Una sconfitta dignitosa, scongiurata fino alla fine,
ma inevitabile per infausto destino.
Come un castello di carte, pazientemente costruito,
tutto e’ crollato con un sospiro di tristezza.
Avra’ senso questa vana sofferenza?
Poter vedere l’ombra della felicita’ e svanire in breve tempo
nella nebbia della delusione.
Sentirsi rivolgere frasi pensate per altri, essere presi in giro
e ritrovarsi piu’ inutili e inanimati di un burattino.
E’ vero, una storia non avrebbe mai avuto inizio,
se si fosse continuato a parlare “al passato”.
E’ comunque doloroso essere definito piu’ che un amico
e scoprire di valer meno di un telefono “erotico”,
voler essere importanti e risultare indifferenti,
amare ed essere derisi…
Perche’ mai proprio con te ci sono dovuto cadere due volte?
Abbiamo sbagliato tutti e due pero’.
Io ad illudermi e tu ad illudermi.
Perche’ mi hai detto “non parlare al passato” se neanche quello
esiste piu’?
E perche’ io sono cosi’ ingenuo?
Che colpa ne ho se mi sono innamorato?
Quale colpa hai tu, se mi hai fatto innamorare?
Perche’ hai speso per me tante belle parole?
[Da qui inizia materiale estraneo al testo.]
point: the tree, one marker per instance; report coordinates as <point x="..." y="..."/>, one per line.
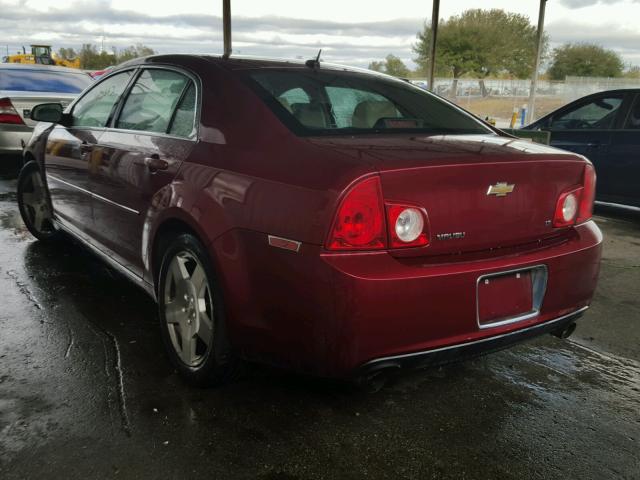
<point x="482" y="43"/>
<point x="91" y="59"/>
<point x="391" y="65"/>
<point x="132" y="52"/>
<point x="633" y="71"/>
<point x="584" y="60"/>
<point x="67" y="53"/>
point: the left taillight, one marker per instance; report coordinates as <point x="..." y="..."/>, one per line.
<point x="359" y="222"/>
<point x="364" y="221"/>
<point x="8" y="113"/>
<point x="575" y="205"/>
<point x="585" y="211"/>
<point x="407" y="226"/>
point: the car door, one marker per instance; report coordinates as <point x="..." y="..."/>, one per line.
<point x="622" y="181"/>
<point x="71" y="149"/>
<point x="585" y="127"/>
<point x="151" y="135"/>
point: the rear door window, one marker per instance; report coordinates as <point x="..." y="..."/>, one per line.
<point x="183" y="122"/>
<point x="596" y="114"/>
<point x="150" y="105"/>
<point x="633" y="119"/>
<point x="331" y="102"/>
<point x="95" y="108"/>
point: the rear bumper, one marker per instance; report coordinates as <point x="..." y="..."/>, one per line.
<point x="336" y="314"/>
<point x="451" y="353"/>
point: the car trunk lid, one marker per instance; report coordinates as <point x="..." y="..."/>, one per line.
<point x="480" y="192"/>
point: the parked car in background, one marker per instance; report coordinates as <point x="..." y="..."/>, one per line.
<point x="605" y="127"/>
<point x="22" y="87"/>
<point x="330" y="220"/>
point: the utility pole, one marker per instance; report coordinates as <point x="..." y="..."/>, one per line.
<point x="534" y="78"/>
<point x="226" y="27"/>
<point x="435" y="15"/>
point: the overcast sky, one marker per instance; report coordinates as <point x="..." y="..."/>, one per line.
<point x="349" y="31"/>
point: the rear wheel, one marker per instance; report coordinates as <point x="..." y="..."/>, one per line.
<point x="34" y="204"/>
<point x="192" y="314"/>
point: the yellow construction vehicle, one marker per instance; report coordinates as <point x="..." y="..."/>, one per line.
<point x="41" y="54"/>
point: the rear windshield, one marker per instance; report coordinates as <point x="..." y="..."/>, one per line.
<point x="24" y="80"/>
<point x="317" y="102"/>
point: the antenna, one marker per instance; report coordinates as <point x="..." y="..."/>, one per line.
<point x="314" y="63"/>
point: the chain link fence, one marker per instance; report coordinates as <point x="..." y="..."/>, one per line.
<point x="499" y="98"/>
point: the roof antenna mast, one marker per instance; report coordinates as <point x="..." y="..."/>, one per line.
<point x="314" y="62"/>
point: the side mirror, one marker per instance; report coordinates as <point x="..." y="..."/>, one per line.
<point x="47" y="112"/>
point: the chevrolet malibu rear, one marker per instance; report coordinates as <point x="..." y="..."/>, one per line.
<point x="329" y="220"/>
<point x="449" y="241"/>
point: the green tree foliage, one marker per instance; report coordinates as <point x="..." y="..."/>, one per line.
<point x="391" y="65"/>
<point x="584" y="60"/>
<point x="132" y="52"/>
<point x="632" y="72"/>
<point x="67" y="53"/>
<point x="481" y="43"/>
<point x="92" y="59"/>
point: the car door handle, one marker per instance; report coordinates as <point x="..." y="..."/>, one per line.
<point x="154" y="163"/>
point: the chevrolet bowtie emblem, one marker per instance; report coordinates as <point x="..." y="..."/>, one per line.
<point x="500" y="189"/>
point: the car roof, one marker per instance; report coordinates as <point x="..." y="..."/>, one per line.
<point x="38" y="67"/>
<point x="245" y="62"/>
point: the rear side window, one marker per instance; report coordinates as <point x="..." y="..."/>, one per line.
<point x="183" y="123"/>
<point x="150" y="105"/>
<point x="596" y="114"/>
<point x="633" y="120"/>
<point x="94" y="109"/>
<point x="24" y="80"/>
<point x="316" y="102"/>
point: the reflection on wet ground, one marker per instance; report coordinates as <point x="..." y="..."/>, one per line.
<point x="86" y="391"/>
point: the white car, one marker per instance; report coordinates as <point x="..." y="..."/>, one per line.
<point x="24" y="86"/>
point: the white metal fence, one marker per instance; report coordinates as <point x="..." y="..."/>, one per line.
<point x="569" y="90"/>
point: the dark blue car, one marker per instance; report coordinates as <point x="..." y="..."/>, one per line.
<point x="604" y="127"/>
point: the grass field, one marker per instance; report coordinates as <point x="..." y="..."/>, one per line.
<point x="501" y="108"/>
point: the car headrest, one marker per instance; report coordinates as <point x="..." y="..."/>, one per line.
<point x="285" y="103"/>
<point x="310" y="115"/>
<point x="367" y="113"/>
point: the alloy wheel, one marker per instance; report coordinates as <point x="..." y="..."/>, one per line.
<point x="188" y="308"/>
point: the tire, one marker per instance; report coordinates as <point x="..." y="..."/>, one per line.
<point x="191" y="312"/>
<point x="34" y="203"/>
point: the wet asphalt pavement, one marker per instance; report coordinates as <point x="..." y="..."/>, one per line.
<point x="87" y="392"/>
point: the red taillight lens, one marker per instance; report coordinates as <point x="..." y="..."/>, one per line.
<point x="8" y="114"/>
<point x="359" y="223"/>
<point x="585" y="211"/>
<point x="407" y="226"/>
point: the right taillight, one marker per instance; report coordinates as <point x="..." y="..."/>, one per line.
<point x="8" y="114"/>
<point x="575" y="206"/>
<point x="585" y="210"/>
<point x="359" y="223"/>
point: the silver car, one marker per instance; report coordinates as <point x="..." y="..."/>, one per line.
<point x="24" y="86"/>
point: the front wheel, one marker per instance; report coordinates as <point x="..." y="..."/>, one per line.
<point x="192" y="314"/>
<point x="33" y="202"/>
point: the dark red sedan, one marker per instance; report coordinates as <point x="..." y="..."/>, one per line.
<point x="331" y="220"/>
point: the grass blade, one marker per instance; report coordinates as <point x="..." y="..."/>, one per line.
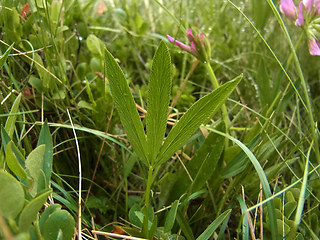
<point x="11" y="121"/>
<point x="45" y="138"/>
<point x="264" y="182"/>
<point x="214" y="225"/>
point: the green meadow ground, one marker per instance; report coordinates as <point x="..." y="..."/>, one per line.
<point x="249" y="172"/>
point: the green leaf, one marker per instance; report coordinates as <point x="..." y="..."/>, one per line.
<point x="11" y="121"/>
<point x="30" y="211"/>
<point x="46" y="214"/>
<point x="4" y="57"/>
<point x="214" y="225"/>
<point x="34" y="164"/>
<point x="200" y="112"/>
<point x="11" y="196"/>
<point x="60" y="223"/>
<point x="95" y="45"/>
<point x="126" y="107"/>
<point x="170" y="219"/>
<point x="239" y="162"/>
<point x="185" y="226"/>
<point x="45" y="138"/>
<point x="158" y="99"/>
<point x="13" y="163"/>
<point x="203" y="164"/>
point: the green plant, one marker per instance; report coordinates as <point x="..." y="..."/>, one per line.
<point x="149" y="148"/>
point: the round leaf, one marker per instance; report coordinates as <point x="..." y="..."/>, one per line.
<point x="60" y="224"/>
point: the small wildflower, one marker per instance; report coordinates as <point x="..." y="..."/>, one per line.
<point x="314" y="47"/>
<point x="300" y="20"/>
<point x="305" y="17"/>
<point x="288" y="8"/>
<point x="199" y="45"/>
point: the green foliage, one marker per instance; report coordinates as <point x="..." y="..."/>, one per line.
<point x="155" y="148"/>
<point x="11" y="196"/>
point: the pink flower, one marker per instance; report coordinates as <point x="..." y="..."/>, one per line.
<point x="288" y="8"/>
<point x="314" y="47"/>
<point x="199" y="45"/>
<point x="300" y="20"/>
<point x="311" y="8"/>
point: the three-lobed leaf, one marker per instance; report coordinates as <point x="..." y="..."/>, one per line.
<point x="159" y="90"/>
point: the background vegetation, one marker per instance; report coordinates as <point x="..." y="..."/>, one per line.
<point x="53" y="69"/>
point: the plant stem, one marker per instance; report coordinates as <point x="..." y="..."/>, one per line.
<point x="215" y="85"/>
<point x="146" y="202"/>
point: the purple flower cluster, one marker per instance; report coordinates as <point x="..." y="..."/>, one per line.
<point x="305" y="14"/>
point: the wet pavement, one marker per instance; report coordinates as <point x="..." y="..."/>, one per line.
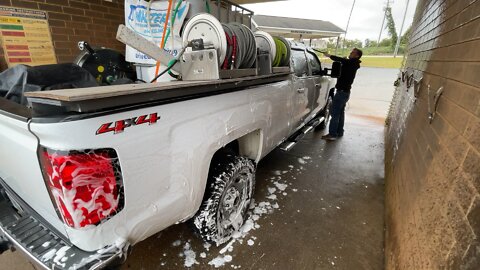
<point x="329" y="216"/>
<point x="319" y="206"/>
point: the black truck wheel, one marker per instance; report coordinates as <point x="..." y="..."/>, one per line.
<point x="227" y="198"/>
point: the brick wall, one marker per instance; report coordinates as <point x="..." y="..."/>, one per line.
<point x="433" y="166"/>
<point x="95" y="21"/>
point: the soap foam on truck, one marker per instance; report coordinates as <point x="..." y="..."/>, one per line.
<point x="92" y="170"/>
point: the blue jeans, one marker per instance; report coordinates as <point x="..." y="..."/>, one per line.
<point x="338" y="113"/>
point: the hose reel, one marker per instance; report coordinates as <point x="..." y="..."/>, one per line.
<point x="234" y="42"/>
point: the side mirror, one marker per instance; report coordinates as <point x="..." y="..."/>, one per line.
<point x="335" y="71"/>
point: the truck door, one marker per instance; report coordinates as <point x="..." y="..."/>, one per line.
<point x="318" y="82"/>
<point x="300" y="87"/>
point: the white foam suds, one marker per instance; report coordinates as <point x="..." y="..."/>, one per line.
<point x="47" y="256"/>
<point x="190" y="255"/>
<point x="60" y="254"/>
<point x="280" y="186"/>
<point x="218" y="261"/>
<point x="207" y="246"/>
<point x="272" y="197"/>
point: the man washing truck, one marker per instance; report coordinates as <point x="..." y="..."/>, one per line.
<point x="342" y="95"/>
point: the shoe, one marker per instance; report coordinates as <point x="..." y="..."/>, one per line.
<point x="329" y="137"/>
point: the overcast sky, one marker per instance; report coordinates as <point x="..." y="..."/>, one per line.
<point x="366" y="18"/>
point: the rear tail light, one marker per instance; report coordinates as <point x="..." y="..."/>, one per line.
<point x="86" y="186"/>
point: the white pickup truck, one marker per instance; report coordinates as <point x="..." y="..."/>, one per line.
<point x="83" y="179"/>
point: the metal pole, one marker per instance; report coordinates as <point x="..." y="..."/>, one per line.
<point x="346" y="29"/>
<point x="383" y="22"/>
<point x="401" y="29"/>
<point x="336" y="47"/>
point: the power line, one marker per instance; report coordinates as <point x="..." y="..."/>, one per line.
<point x="401" y="29"/>
<point x="346" y="29"/>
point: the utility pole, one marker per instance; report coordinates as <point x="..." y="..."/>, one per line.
<point x="401" y="29"/>
<point x="383" y="22"/>
<point x="346" y="29"/>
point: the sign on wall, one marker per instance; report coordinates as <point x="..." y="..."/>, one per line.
<point x="25" y="37"/>
<point x="149" y="22"/>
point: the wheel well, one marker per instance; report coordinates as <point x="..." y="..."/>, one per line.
<point x="248" y="146"/>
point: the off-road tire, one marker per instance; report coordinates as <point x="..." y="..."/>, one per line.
<point x="230" y="178"/>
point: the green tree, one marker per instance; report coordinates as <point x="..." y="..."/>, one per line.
<point x="386" y="42"/>
<point x="369" y="43"/>
<point x="392" y="32"/>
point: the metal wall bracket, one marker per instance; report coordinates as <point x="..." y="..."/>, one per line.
<point x="436" y="97"/>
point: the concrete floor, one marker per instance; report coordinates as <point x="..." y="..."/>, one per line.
<point x="330" y="211"/>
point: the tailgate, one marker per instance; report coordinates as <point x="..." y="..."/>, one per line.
<point x="20" y="169"/>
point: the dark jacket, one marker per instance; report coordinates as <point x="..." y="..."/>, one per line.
<point x="349" y="70"/>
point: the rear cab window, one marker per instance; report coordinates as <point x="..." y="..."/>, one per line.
<point x="314" y="62"/>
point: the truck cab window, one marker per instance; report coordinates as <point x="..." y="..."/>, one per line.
<point x="299" y="63"/>
<point x="315" y="65"/>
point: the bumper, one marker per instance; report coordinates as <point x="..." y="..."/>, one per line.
<point x="29" y="233"/>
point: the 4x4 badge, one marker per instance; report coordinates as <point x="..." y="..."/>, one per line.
<point x="121" y="125"/>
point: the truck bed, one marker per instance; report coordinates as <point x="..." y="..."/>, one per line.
<point x="96" y="99"/>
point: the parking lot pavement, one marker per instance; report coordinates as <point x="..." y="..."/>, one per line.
<point x="319" y="206"/>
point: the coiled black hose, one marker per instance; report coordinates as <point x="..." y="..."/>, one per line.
<point x="241" y="46"/>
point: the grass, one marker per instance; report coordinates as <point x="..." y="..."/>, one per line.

Perche’ chiedevi comprensione, dolcezza, affetto,
e quando io te ne offrivo, mi ignoravi?
L’ho capito.
Ho sempre creduto di essere comprensivo, dolce, affettuoso,
desideroso di capirti e starti vicino, di proteggerti, di coccolarti,
ma in realta’ sono uno stupido qualsiasi che non serve a niente,
se non per trasmettere per radio
le canzoni da dedicare alle persone piu’ importanti della tua vita.
Io che ho cercato di donare tutto me stesso,
considerandoti piu’ preziosa della mia anima (se esiste ancora),
ho preteso che la mia felicita’ fosse anche la tua..
Se potessi tornare indietro,
fermerei il tempo alla telefonata che mi hai fatto
durante lo spazio dediche
in cui io ti ho detto per la prima volta “Ti amo”,
quando anche tu, per la prima volta,
mi hai sussurrato “Anche io ti voglio bene”…
E rivivrei la telefonata del giorno dopo,
quando mi leggesti quella splendida lettera
che mi ha regalato
la gioia piu’ grande dei miei ventidue anni di vita.
Dopo di che,
potrei morire in pace:
tu non avresti piu’ il fastidio
di ascoltare la mia voce
e le mie patetiche dichiarazioni d’amore,
io dimenticherei le pagine amare
di questo sogno.
Di certo, niente e nessuno permettera’ a cio’ che e’ rimasto
del mio povero (quasi sbriciolato) cuore,
di rinnegare un solo pensiero rivolto a te
e di affievolire minimamente
l’intenso sentimento che la tua leggiadria
ha fatto sbocciare in me.

Per sempre.

La telefonata di “ringraziamento” arrivo’ soltanto il 4 ottobre, quando mi prego’ di chiamarla il giorno dopo.